Figure 26: Patient Identifier Composition in CMPI
The patient record location provided by RLS in response to patient index lookup requests will contain the composite patient index made up of: personIDRoot, personIDExtension and the gatewayDevice.telecomURI. The recipient of this patient record location sends a query to the gatewayDevice.telecomURI with the composite patientID information. Since the remote Gateway maintains the assigningOrganization IDs it is able to resolve the composite patient identifier and retrieve the requested medical data.
As the above discussion shows, the division of labor between the Gateways at the clinical data source and the RLS requires that the appropriate cross-reference tables be maintained accordingly. At the RLS the various remote Gateways are assigned OIDs and maintained in the gatewayDevice table. The Gateway at the clinical data source, in turn, assigns OIDs to each clinical data source and maintains the cross-reference in the assigningOrg table. The use of OIDs is not mandatory; any local identifier system may be used as long as the patient identifier composition process described above is followed.
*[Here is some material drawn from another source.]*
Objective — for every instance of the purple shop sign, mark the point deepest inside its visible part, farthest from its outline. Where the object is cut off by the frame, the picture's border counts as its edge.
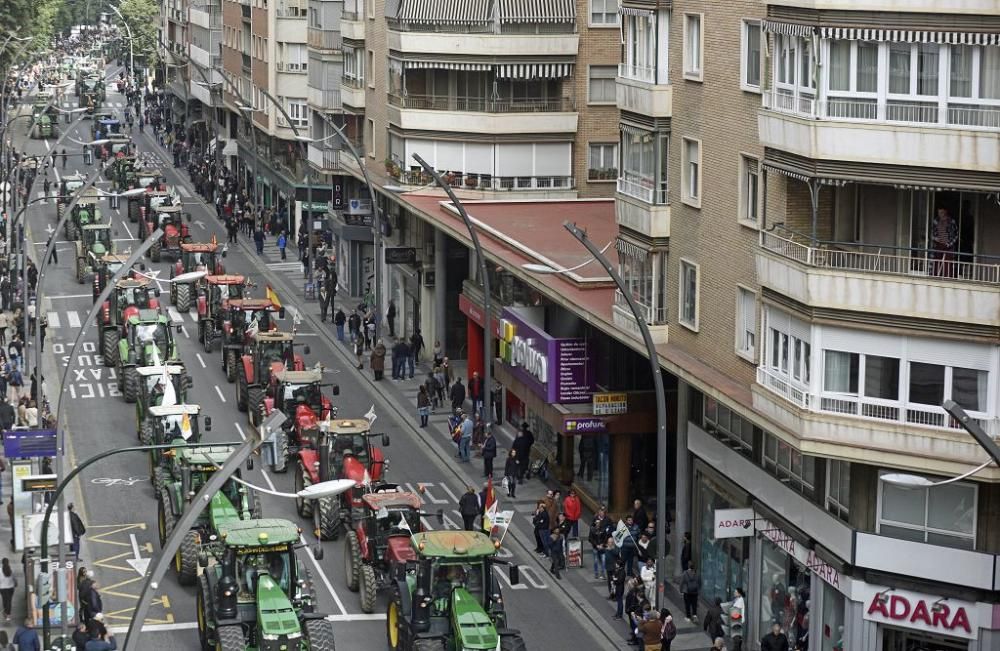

8.3.1 Data Quality Management
A general principle is that the CMPI database be a read-only version of patient records as they exist on source systems. The CMPI is intended purely for record matching and is not to be considered a patient registry. Data quality issues are expected to be resolved on the source systems, and cleansed data would replicate to the CMPI. The CMPI is therefore different from an Enterprise MPI in that no central data management organization is envisaged for an RLS. Data cleansing and quality services are not thought to be viable in a community of disparate, autonomous enterprises contributing data into the CMPI.
8.3.2 Data Cache
Message caching (logging) is likely to be required (over and beyond the persistence service offered by the MQ engine)
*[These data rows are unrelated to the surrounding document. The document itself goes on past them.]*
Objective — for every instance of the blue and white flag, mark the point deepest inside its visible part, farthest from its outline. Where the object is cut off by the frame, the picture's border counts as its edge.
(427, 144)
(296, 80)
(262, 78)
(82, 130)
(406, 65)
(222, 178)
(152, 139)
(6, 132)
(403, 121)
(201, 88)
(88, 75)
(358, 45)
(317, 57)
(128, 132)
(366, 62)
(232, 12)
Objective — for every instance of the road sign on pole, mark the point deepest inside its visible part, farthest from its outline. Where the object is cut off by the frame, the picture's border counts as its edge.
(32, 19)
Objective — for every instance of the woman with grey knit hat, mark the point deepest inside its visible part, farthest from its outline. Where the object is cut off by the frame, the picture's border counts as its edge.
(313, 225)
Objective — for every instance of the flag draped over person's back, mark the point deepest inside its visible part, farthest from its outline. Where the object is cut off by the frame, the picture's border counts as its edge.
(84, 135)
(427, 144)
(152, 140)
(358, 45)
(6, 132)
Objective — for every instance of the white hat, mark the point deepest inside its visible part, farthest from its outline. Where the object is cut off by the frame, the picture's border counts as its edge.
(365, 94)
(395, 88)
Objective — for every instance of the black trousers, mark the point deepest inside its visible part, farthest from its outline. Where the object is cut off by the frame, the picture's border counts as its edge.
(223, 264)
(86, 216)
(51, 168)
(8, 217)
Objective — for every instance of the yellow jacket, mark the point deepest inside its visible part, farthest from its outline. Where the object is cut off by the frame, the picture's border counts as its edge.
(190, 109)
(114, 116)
The data services layer in the CDX Gateway could serve as a cache for patient EHR data. Alternate architectures use clinical data repositories at the edge to serve the data requests received via information exchanges, so that core clinical data sources are not hit by these queries that could potentially impact the core clinical system performance. This aspect is discussed in more detail in Section 6.3. Some nodes may not want to push their EHR directly to the CMPI, instead may choose to expose their EMPI, or replicate their MPIs to the CMPI. Replicated MPI should have a ‘time-to-live’ based expiry, after which it must be refreshed.